Anti-inflammatory Protection/Immune Influence
As we know, melatonin is linked to circadian rhythm in the body. Nearly all immune cells have a circadian variation which is influenced by sleep. During nocturnal sleep, white blood cells (monocytes), part of the innate immune system, are lowered. Daytime levels then rise again in the following afternoon and evening. Prolonged sleep disruption has been shown to induce a pro-inflammatory state. Ultimately, melatonin influences the circadian variation of immune response as well as inflammatory cytokines. It has been shown to lessen the pro-inflammatory effects of a sleepless state. Melatonin has been shown to increase natural killer cell production and reduces levels of TNF-a, a marker of high inflammation. Many human studies have shown that in conditions associated with chronic inflammation melatonin reduces levels of C-reactive protein, a inflammation marker.
Melatonin has been shown to improve certain markers of lung function as well as reduce pulmonary inflammation.

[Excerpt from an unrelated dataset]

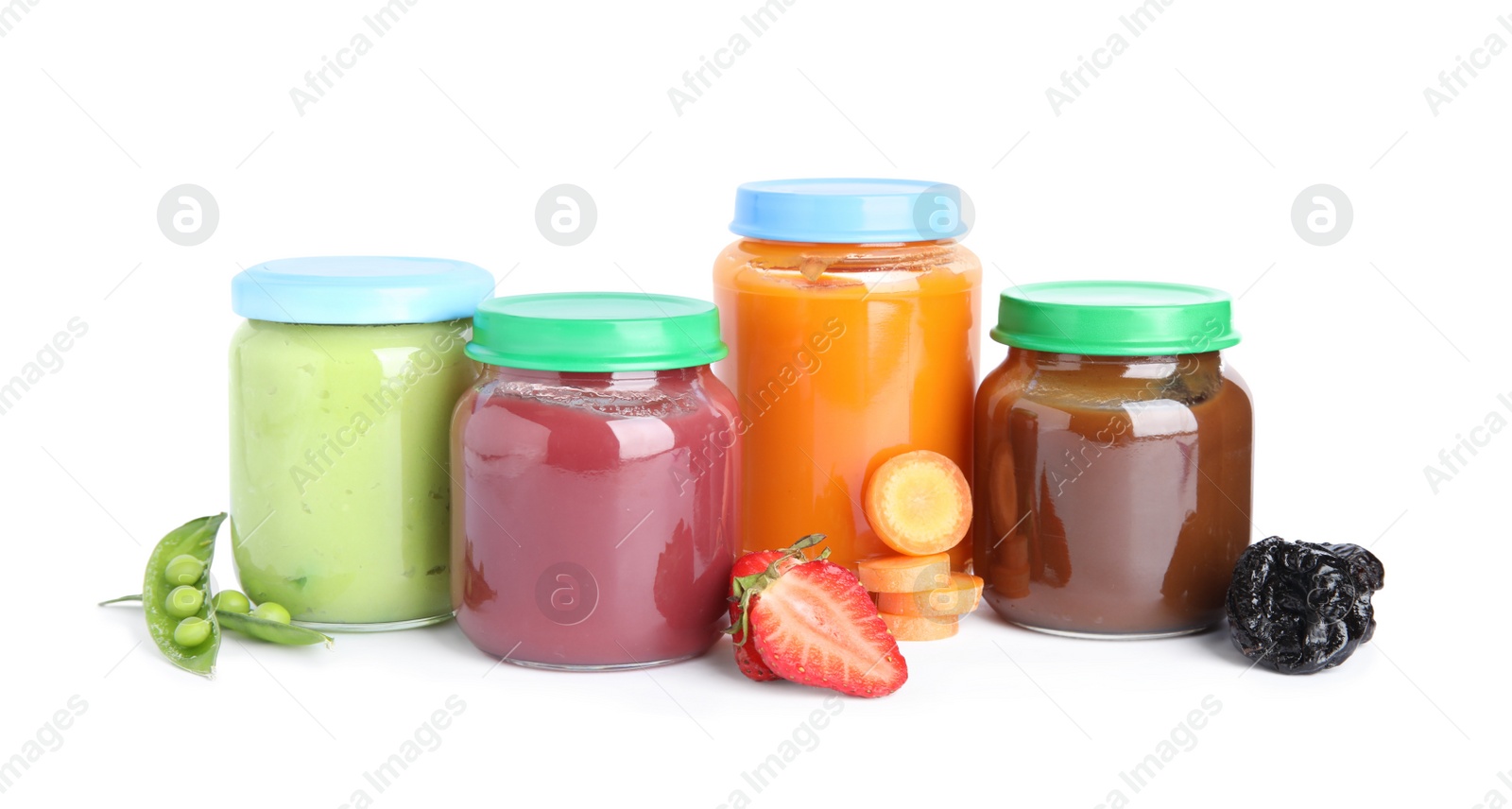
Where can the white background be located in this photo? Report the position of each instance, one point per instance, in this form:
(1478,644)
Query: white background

Higher levels of melatonin are associated with positive outcomes in respiratory illness, as has been shown in human studies. Several studies involving newborns with respiratory distress syndrome (RDS), showed that high doses of melatonin dramatically lowered inflammatory markers such as TNF-a and IL-8 in their lungs and additionally reduced cases of sepsis. Pulmonary function was improved in all babies receiving the melatonin. Other conditions such as COPD, asthma and pulmonary fibrosis have shown airway inflammation to be improved with melatonin therapy.
Anti-Infective Effects and More
Melatonin has been investigated as a treatment for (severe) infections. In sepsis, for instance, inflammation and oxidative stress contribute to organ failure. The hormone’s anti-inflammatory, antioxidant and immuno-modulatory properties have shown to benefit this life-threatening condition in which key body antioxidants are depleted as well as melatonin production in the pineal gland. Several animal studies have revealed melatonin to reduce viral load and. In combination with other antiviral medication it has a synergistic effect. Researcher Dr. Roman Rozencwaig, one of the foremost melatonin authorities in the world, believes melatonin in higher doses than used for sleep to benefit immunity through multiple mechanisms and thus act as an antibacterial, antiviral and even benefit parasitic infections. His research showed that pre-treatment with melatonin in respiratory-virus-infected mice resulted in marked reduction of acute lung oxidative injury as well as dangerous inflammatory cytokines. This has implications for use in other respiratory infections. Rozencwaig’s research, spanning more than 30 years has also shown melatonin to regulate stem cell function, promote apoptosis (cell death) of cancer cells, and regulate and balance bone formation and loss. One interesting find was that people who had been taking melatonin regularly seem to have fewer upper respiratory infections.
All in all, there is much more than just improved sleep for people who supplement with this key hormone. Dr. Rozencwaig recommends people start with 0.5-3 mg in the evening. As people age they may increase to 5mg, depending on health.